Diagnostic Leg Scanning for Deep Venous Thrombosis in the Recently Heparinized Patient

Author Affiliations

From the Departments of Medicine (Drs Mant and O'Brien), Laboratory Medicine (Dr Mant), and Radiology (Dr Russell), University of Alberta and University of Alberta Hospital, Edmonton. Dr O'Brien is a member of the Canadian Forces, presently based at Canadian Forces Hospital, Halifax, Nova Scotia.
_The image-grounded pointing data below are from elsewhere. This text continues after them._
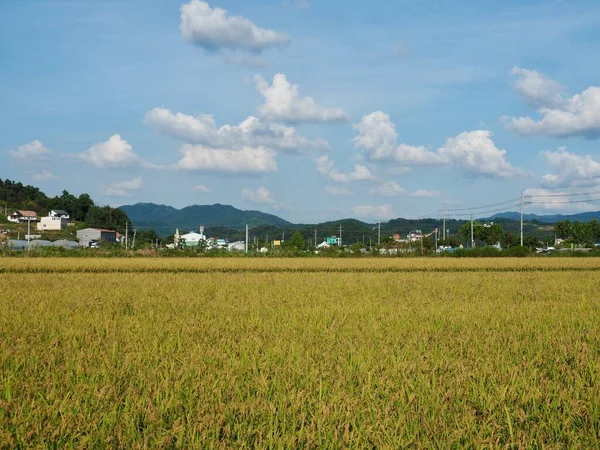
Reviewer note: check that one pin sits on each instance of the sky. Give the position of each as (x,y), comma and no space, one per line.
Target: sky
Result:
(312,110)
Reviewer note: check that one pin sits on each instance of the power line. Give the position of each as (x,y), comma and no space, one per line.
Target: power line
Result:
(579,194)
(484,206)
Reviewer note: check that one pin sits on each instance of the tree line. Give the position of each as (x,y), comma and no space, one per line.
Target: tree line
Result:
(15,195)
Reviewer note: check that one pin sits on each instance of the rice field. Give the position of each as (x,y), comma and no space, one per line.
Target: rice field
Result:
(299,353)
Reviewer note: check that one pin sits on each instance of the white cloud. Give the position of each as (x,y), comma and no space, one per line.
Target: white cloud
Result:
(398,170)
(475,153)
(378,136)
(537,89)
(201,189)
(250,133)
(338,191)
(283,103)
(393,189)
(560,115)
(113,153)
(123,188)
(247,61)
(213,28)
(326,167)
(262,196)
(376,212)
(34,151)
(423,193)
(246,160)
(44,175)
(388,189)
(298,4)
(571,169)
(472,152)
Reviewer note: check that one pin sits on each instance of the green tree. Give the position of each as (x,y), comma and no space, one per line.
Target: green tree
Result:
(297,241)
(493,233)
(564,229)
Arch Intern Med. 1981;141(13):1757-1760. doi:10.1001/archinte.141.13.1757
Abstract

• Leg scanning with fibrinogen I 125, either alone or in combination with other procedures, has been proposed as an alternative to venography for diagnosis of deep venous thrombi. Clinical circumstances may necessitate anticoagulation before scanning can be performed, which could alter its reliability. We have compared the results of scanning with venographic findings in heparinized patients with venous thromboembolism. Different criteria for an abnormal leg scan gave different sensitivities and specificities. During the first four days of scanning, with a requirement for a persistently abnormal result, five of eight criteria had high specificity (>92%). However, sensitivities did not exceed 55%. With the use of transiently abnormal results and six days of scanning, higher sensitivities were obtained but specificities were reduced. No criterion gave results considered acceptable for a diagnostic test for deep venous thrombosis. Leg scanning should therefore not be used for this purpose in patients who have received anticoagulants. Our results also suggest that duration of symptoms has little effect on the sensitivity of leg scanning and that the test is more reliable for establishing the presence of thrombus than at defining its location.